Tech Monitor has contacted Qualcomm for comment, but Ann Chaplin, Qualcomm’s general counsel, told Reuters: “Arm’s complaint ignores the fact that Qualcomm has broad, well-established license rights covering its custom-designed CPUs, and we are confident those rights will be affirmed.”
The growing importance of Arm chips in the PC market
Qualcomm has long been reliant on Arm designs for its products, such as the Snapdragon range which is widely used in mobile devices.
Its acquisition of Nuvia was seen as a way of gaining a greater foothold in the PC market, which is dominated by chips from Intel and AMD built on Intel’s x86 architecture.

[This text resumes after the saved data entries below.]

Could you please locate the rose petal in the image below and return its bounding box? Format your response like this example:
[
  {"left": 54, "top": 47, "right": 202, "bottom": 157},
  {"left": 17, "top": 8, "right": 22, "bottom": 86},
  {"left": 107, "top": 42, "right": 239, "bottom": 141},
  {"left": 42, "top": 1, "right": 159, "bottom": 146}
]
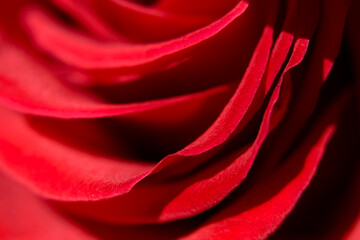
[
  {"left": 52, "top": 0, "right": 214, "bottom": 42},
  {"left": 181, "top": 106, "right": 339, "bottom": 240},
  {"left": 0, "top": 171, "right": 198, "bottom": 240},
  {"left": 346, "top": 217, "right": 360, "bottom": 240},
  {"left": 50, "top": 0, "right": 124, "bottom": 41},
  {"left": 0, "top": 105, "right": 161, "bottom": 200},
  {"left": 0, "top": 172, "right": 99, "bottom": 240},
  {"left": 151, "top": 0, "right": 313, "bottom": 174},
  {"left": 268, "top": 94, "right": 360, "bottom": 239},
  {"left": 254, "top": 0, "right": 351, "bottom": 171},
  {"left": 0, "top": 93, "right": 346, "bottom": 240},
  {"left": 22, "top": 1, "right": 248, "bottom": 72},
  {"left": 55, "top": 0, "right": 319, "bottom": 223},
  {"left": 0, "top": 36, "right": 232, "bottom": 119}
]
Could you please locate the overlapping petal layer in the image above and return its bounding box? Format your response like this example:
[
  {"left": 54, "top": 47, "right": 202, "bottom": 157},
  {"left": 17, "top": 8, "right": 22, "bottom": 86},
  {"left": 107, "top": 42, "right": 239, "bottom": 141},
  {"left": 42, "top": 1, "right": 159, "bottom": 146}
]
[{"left": 0, "top": 0, "right": 359, "bottom": 239}]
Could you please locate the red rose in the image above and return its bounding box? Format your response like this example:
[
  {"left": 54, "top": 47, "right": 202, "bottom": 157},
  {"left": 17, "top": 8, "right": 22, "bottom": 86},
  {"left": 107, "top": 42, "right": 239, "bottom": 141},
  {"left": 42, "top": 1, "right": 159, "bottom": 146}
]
[{"left": 0, "top": 0, "right": 359, "bottom": 239}]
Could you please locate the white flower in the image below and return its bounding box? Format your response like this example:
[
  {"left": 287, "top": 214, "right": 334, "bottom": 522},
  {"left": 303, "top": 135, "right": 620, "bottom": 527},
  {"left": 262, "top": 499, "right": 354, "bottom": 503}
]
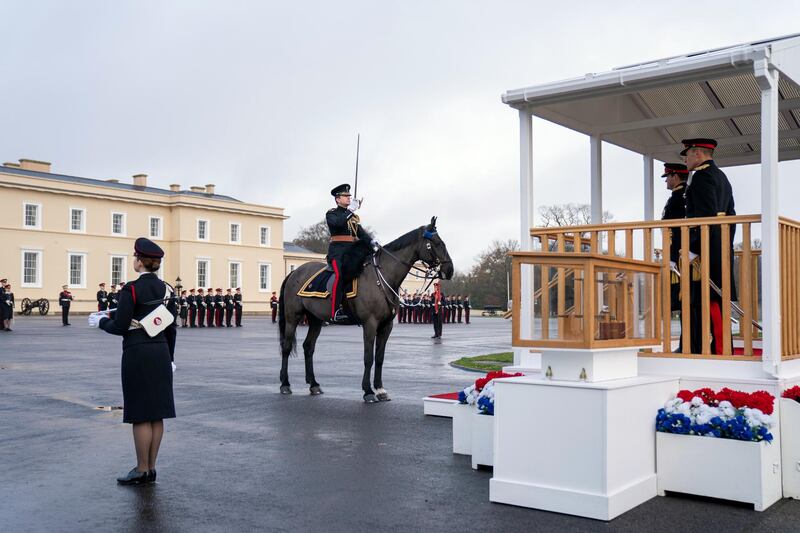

Arm’s low-power, high-performance architecture has ruled the roost in mobile devices for years, but has been less popular when it comes to PCs and servers. However, the signs are this could be changing, with Apple having successfully developed its own Arm-based chips for its MacBook computers, the M1 series, based on Arm architecture. These chips have delivered performance benefits compared to their Intel rivals.
In the server market, Arm-based chips from companies such as Ampere Technology are also gaining traction, and being deployed by the hyperscale cloud providers in their data centres.
By purchasing Nuvia, Qualcomm had hoped to accelerate the development of its own custom designs. Speaking to The Verge earlier this year, Qualcomm CEO Cristiano Amon said: “I made the acquisition of a company called Nuvia because we wanted to have the best CPU team in the market,” before adding that “you should expect Qualcomm aiming to take the leadership position in performance.”
Successful court action by Arm could put these ambitions in doubt.